Music OCR and notation software

SmartScore 64 NE is a music OCR and scorewriter program, developed, published and distributed by Musitek Corporation based in Ojai, California.

==History==
SmartScore was originally released in 1991 as MIDISCAN for Windows. The product line was later changed to "SmartScore" and re-released for Windows 98 in 1998, and for the Macintosh Power PC in 1999 as a scanning/scoring hybrid product.

==Overview==
SmartScore is a software product which performs optical character recognition on scanned music and converts it into a digital musical score that can be played back as a MIDI file, or exported as MusicXML to music engraving programs such as Sibelius and Finale.

==Reception==
Maximum PC reviewed SmartScore in 2000 and said that it "gets the job done easily", but was difficult to navigate and had a crowded layout. Also, some scores scanned by Maximum PC weren't recognized by the software.

Researchers at the University of Florence conducted a performance assessment of optical music recognition software in 2007, and found that software developed at the University, Object Oriented Optical Music Recognition System, as well as SharpEye 2 outperformed it.

In 2009, a review of SmartScore X in Music Educators Journal found the scanning performance to be "extremely accurate" with professionally engraved music, but said the program was only able to "minimally interpret" handwritten scores.

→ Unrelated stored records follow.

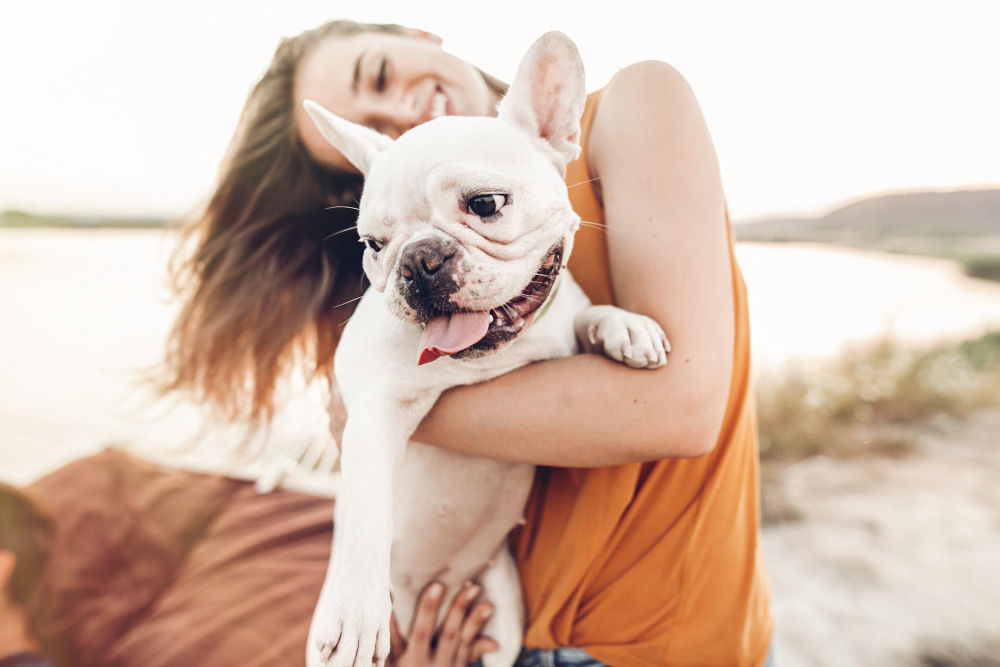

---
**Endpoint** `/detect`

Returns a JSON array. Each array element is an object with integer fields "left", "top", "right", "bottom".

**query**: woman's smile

[{"left": 294, "top": 31, "right": 497, "bottom": 172}]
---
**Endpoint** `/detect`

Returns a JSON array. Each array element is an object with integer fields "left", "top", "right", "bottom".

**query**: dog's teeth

[{"left": 430, "top": 92, "right": 447, "bottom": 119}]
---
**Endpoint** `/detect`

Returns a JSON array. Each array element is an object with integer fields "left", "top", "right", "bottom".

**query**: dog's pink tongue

[{"left": 418, "top": 311, "right": 491, "bottom": 365}]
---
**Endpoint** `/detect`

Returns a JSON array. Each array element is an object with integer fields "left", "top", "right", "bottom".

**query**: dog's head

[{"left": 304, "top": 31, "right": 585, "bottom": 364}]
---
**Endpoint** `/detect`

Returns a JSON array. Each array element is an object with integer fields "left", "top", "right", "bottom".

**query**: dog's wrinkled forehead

[{"left": 355, "top": 116, "right": 560, "bottom": 233}]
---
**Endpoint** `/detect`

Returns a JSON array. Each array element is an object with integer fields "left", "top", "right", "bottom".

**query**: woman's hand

[{"left": 389, "top": 582, "right": 499, "bottom": 666}]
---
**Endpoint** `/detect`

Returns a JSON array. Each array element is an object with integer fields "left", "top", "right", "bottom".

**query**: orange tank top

[{"left": 514, "top": 91, "right": 773, "bottom": 666}]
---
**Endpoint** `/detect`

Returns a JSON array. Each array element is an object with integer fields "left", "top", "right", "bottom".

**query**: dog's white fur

[{"left": 303, "top": 32, "right": 669, "bottom": 667}]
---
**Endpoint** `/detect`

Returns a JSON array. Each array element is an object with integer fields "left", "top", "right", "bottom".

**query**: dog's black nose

[
  {"left": 399, "top": 241, "right": 457, "bottom": 282},
  {"left": 398, "top": 239, "right": 461, "bottom": 319}
]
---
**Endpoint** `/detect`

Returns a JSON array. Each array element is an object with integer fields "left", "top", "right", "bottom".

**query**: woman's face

[{"left": 294, "top": 30, "right": 499, "bottom": 172}]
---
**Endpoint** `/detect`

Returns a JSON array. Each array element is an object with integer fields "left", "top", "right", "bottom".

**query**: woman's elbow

[
  {"left": 676, "top": 407, "right": 725, "bottom": 458},
  {"left": 640, "top": 379, "right": 728, "bottom": 460}
]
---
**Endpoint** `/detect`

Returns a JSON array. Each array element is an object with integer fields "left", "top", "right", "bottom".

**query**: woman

[{"left": 166, "top": 19, "right": 773, "bottom": 667}]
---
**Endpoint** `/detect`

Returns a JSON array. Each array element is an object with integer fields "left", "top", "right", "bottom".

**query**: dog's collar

[{"left": 533, "top": 273, "right": 562, "bottom": 323}]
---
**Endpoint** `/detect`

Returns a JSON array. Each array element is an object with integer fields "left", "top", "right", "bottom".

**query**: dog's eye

[
  {"left": 467, "top": 194, "right": 508, "bottom": 218},
  {"left": 362, "top": 237, "right": 385, "bottom": 253}
]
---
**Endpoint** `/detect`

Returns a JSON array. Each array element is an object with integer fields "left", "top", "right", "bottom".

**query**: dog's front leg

[{"left": 308, "top": 394, "right": 431, "bottom": 667}]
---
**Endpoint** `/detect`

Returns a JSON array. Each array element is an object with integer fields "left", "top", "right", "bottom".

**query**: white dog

[{"left": 302, "top": 32, "right": 669, "bottom": 667}]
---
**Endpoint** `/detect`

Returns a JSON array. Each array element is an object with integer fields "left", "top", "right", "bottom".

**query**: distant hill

[
  {"left": 735, "top": 189, "right": 1000, "bottom": 281},
  {"left": 0, "top": 209, "right": 165, "bottom": 228},
  {"left": 736, "top": 189, "right": 999, "bottom": 242}
]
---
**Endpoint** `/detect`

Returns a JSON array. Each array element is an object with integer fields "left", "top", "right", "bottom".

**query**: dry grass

[{"left": 756, "top": 331, "right": 1000, "bottom": 462}]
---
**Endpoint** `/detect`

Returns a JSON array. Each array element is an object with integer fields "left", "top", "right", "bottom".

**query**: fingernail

[
  {"left": 465, "top": 585, "right": 481, "bottom": 601},
  {"left": 429, "top": 583, "right": 443, "bottom": 600},
  {"left": 481, "top": 605, "right": 494, "bottom": 620}
]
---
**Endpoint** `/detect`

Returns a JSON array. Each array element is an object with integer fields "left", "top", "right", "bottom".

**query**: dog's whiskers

[
  {"left": 567, "top": 176, "right": 601, "bottom": 189},
  {"left": 325, "top": 205, "right": 361, "bottom": 212},
  {"left": 324, "top": 225, "right": 359, "bottom": 240},
  {"left": 332, "top": 295, "right": 365, "bottom": 310},
  {"left": 578, "top": 219, "right": 623, "bottom": 232}
]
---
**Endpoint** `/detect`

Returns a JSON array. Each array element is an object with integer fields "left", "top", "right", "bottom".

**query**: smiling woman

[{"left": 294, "top": 28, "right": 499, "bottom": 156}]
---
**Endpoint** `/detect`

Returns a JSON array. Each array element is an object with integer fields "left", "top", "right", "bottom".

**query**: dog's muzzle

[{"left": 415, "top": 242, "right": 564, "bottom": 365}]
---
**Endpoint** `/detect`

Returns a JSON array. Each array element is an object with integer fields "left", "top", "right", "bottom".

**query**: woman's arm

[{"left": 410, "top": 61, "right": 735, "bottom": 466}]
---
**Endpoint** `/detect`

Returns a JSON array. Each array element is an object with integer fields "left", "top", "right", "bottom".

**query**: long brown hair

[{"left": 164, "top": 20, "right": 506, "bottom": 424}]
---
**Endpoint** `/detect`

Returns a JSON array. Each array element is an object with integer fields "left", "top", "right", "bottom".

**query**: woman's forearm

[{"left": 411, "top": 346, "right": 730, "bottom": 467}]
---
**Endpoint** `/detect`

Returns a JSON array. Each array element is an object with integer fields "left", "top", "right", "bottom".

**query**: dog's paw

[
  {"left": 310, "top": 591, "right": 392, "bottom": 667},
  {"left": 579, "top": 307, "right": 670, "bottom": 369}
]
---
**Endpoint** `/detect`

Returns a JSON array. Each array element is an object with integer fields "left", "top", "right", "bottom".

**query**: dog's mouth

[{"left": 417, "top": 244, "right": 563, "bottom": 365}]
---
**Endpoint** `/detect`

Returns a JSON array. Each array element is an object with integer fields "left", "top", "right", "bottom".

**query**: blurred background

[{"left": 2, "top": 1, "right": 999, "bottom": 665}]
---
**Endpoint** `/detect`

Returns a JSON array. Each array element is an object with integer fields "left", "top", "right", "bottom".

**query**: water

[
  {"left": 0, "top": 229, "right": 332, "bottom": 484},
  {"left": 3, "top": 229, "right": 1000, "bottom": 483},
  {"left": 737, "top": 242, "right": 1000, "bottom": 367}
]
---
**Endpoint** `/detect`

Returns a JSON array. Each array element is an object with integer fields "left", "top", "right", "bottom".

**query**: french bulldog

[{"left": 302, "top": 31, "right": 669, "bottom": 667}]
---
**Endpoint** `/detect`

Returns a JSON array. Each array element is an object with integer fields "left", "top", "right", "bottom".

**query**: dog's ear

[
  {"left": 302, "top": 100, "right": 392, "bottom": 176},
  {"left": 497, "top": 31, "right": 586, "bottom": 173}
]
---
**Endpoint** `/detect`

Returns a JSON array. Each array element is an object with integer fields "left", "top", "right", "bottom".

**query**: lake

[{"left": 3, "top": 229, "right": 1000, "bottom": 483}]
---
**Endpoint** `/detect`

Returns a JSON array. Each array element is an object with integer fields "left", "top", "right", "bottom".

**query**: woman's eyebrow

[{"left": 351, "top": 51, "right": 366, "bottom": 94}]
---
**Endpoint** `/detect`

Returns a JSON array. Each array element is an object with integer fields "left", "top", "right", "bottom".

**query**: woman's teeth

[{"left": 430, "top": 92, "right": 447, "bottom": 119}]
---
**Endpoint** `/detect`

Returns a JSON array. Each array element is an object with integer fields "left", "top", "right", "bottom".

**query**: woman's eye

[
  {"left": 375, "top": 59, "right": 387, "bottom": 93},
  {"left": 467, "top": 194, "right": 508, "bottom": 218},
  {"left": 364, "top": 238, "right": 385, "bottom": 253}
]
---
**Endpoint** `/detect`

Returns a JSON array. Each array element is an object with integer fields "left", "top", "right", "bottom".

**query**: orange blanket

[{"left": 26, "top": 449, "right": 332, "bottom": 667}]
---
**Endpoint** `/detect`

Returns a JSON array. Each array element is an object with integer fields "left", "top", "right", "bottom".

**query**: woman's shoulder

[
  {"left": 604, "top": 59, "right": 693, "bottom": 97},
  {"left": 586, "top": 60, "right": 703, "bottom": 172}
]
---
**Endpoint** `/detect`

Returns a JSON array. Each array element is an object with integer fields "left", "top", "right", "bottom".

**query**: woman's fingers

[
  {"left": 391, "top": 582, "right": 498, "bottom": 666},
  {"left": 471, "top": 637, "right": 501, "bottom": 664},
  {"left": 435, "top": 583, "right": 481, "bottom": 664},
  {"left": 407, "top": 582, "right": 445, "bottom": 658},
  {"left": 454, "top": 602, "right": 496, "bottom": 665}
]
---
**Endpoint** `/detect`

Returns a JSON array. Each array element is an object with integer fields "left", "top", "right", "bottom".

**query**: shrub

[{"left": 756, "top": 332, "right": 1000, "bottom": 461}]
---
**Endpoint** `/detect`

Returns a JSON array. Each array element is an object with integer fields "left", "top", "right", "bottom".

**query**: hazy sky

[{"left": 1, "top": 0, "right": 997, "bottom": 221}]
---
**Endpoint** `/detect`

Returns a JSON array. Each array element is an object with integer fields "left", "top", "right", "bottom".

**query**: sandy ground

[
  {"left": 763, "top": 410, "right": 1000, "bottom": 666},
  {"left": 3, "top": 229, "right": 1000, "bottom": 664}
]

The reviewer stated that the user interface was confusing even for advanced users, and that the manual offered "little or no help, especially for the novice".

In 2011 a review in PC World said the results with clearly printed sheet music were accurate, but that the interface had too many floating and docked toolbars. The reviewer said there was "no more effective musical OCR/editor on the market", but that PhotoScore 6 Ultimate gave superior results with handwritten music.